Vantine v. United States

3 Ct. Cust. 488 | C.C.P.A. | 1913

Barber, Judge,

delivered the opinion of the court:

The issue in this case is whether certain screens of varying height, consisting of frameworks of wood with embroidered silk panels, are dutiable as assessed by the collector under paragraph 402 or as claimed by the importers under paragraph 214 of the tariff act of 1909.

The two paragraphs in question read as follows:

402. Laces, edgings, insertings, galloons, flouncings, neck rufflings, ruchings, braids, fringes, trimmings, ornaments, nets or nettings, veils or veilings, and articles made wholly or in part of any of the foregoing, or of chiffons, embroideries and articles embroidered by hand or machinery, or tamboured or appliquéed, clothing ready made, and articles of wearing apparel of every description, including knit goods, made up or manufactured in whole or in part by the tailor, seamstress, or manufacturer; all of the foregoing composed of silk, or of silk and metal, or of which silk is the component material of chief value, whether in part of India rubber or otherwise and braid composed in part of India rubber, not specially'provided for in this section, and silk goods ornamented with beads or spangles, sixty per centum aid valorem: Provided, That articles composed wholly or in chief value of any of the materials or goods dutiable under this paragraph shall pay not less than the rate of duty imposed upon such materials or goods by this section: * * *.
214. Porch and window blinds, baskets, curtains, shades, or screens of bamboo, wood, straw, or compositions of wood, not specially provided for in this section, thirty-five per centum ad valorem; if stained, dyed, painted, printed, polished, grained, or creosoted, forty per centum ad valorem.

There are several sizes of screens covered by the protests.
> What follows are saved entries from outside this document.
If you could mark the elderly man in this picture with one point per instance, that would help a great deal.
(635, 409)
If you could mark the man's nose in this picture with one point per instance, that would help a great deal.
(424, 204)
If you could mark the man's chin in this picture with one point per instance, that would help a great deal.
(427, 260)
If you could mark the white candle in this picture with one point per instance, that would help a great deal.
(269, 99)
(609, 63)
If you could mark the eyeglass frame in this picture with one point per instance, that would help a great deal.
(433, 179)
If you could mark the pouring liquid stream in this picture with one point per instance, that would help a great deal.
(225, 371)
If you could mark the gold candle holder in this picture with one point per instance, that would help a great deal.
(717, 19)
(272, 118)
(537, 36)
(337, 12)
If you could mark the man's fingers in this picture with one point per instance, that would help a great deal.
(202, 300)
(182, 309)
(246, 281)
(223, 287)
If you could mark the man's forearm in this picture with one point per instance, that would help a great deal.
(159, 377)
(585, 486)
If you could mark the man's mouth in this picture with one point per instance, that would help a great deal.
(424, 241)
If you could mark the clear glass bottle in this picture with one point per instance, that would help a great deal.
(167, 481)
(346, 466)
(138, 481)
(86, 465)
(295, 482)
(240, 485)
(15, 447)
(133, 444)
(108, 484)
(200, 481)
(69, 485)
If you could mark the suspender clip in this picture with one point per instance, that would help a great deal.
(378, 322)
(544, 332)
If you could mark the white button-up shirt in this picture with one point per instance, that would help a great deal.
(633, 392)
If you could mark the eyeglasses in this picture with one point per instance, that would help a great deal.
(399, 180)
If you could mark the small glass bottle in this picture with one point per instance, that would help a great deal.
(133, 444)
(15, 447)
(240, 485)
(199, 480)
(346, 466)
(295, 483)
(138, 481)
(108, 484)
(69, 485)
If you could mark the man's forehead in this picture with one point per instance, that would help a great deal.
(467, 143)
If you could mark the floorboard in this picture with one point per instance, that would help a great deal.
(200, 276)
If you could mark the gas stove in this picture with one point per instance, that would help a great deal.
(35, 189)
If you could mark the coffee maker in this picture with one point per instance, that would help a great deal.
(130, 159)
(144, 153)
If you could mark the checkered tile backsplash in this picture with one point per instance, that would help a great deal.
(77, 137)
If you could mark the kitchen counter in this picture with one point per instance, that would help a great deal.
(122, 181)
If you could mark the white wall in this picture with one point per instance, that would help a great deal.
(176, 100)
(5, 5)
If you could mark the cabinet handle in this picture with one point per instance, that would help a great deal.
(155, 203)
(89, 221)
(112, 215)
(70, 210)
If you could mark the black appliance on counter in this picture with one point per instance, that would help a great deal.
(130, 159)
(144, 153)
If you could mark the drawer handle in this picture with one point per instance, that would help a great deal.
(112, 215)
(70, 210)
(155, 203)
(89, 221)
The exhibit submitted to us, and which is said to be typical in construction of the importations, consists of four sections, each about 5 feet *489high and 20 inches wide, united by flexible connections so as to permit of folding, of easy moving, and of adjustment. The visible wooden frame of each section is about 1 inch wide and three-fourths of an inch in thickness and extends entirely around it. Into this frame and completely filling the space is inserted one taut panel of silk, cloth fastened to a very light inner framework or form, which the panel entirely covers on' the front side, while the back side is also covered by an ornamented fabric resembling cheesecloth, backed with paper. This inner framework, so far as we have examined it, also appears to be made of wood.

It is conceded that these panels are embroidered and that silk is the component material of chief value in the completed article.

TheBoardof General Appraisers sustained the collector’s assessment. The gist of the importers’ contention here is that the merchandise is screens of wood and therefore specifically provided for in paragraph 214, and, further, that they are not subject to assessment of duties under paragraph 402 because not ejusdem generis with the articles named therein.

The general rule appears to be well settled that when a tariff statute provides for duty upon an article of specified material, without declaring to what extent it must be composed of that material, it is at least confined to merchandise of which the specified material is that of chief value or is the predominant one therein. Arthur v. Butterfield (125 U. S., 70), In re Wise (93 Fed. Rep., 443), Drew v. Grinnell (115 U. S., 477), Schiff v. United States. (99 Fed. Rep., 555), Robertson v. Edelhoff (91 Fed. Rep., 642).

These screens are, as stated, composed in chief value of emboidered silk. The framework, which is of wood, is not a screen and can not. be used as such. The panels are necessary to make it usable or serviceable as a screen. The embroidery thereon apparently constitutes an important element in the attractiveness and beauty of the screen itself, and the purpose served by the wooden frames is to hold these panels in place and facilitate the use thereof.

We can not believe that in the ordinary understanding of the meaning of the term "screens of wood,” as used in paragraph 214, these articles would be so described; the wood is not the component material of chief value, nor is it predominant therein as to the construction or use of the screens.

Neither does there seem to be force in the contention of the importers that these screens are not ejusdem generis with the other articles named in paragraph 402. As pointed out in the Government’s- brief, this paragraph does not in its terms relate wholly to. silk wearing apparel, as claimed by the importers. Many of the articles named therein may or may not be articles of wearing apparel, such as laces and articles made therefrom, which have a variety of uses other than as wearing appai’el. Neither do the words "braids, *490fringes, trimmings, or ornaments” necessarily suggest or imply a limitation of these articles to wearing apparel. Beyond this the proviso of the paragraph, referring to articles composed wholly or in chief value of any of the materials or goods dutiable under the paragraph, suggests that it was designed to apply to articles into the construction •or composition of which the specifically mentioned merchandise entered and which might be other than articles of wearing apparel.

In view of what we have said, it seems to be unnecessary to give any extended consideration to other arguments urged by the importers or to specially refer to the cases cited by them, all of which have been carefully examined and considered.

The judgment of the Board of General Appraisers is affirmed.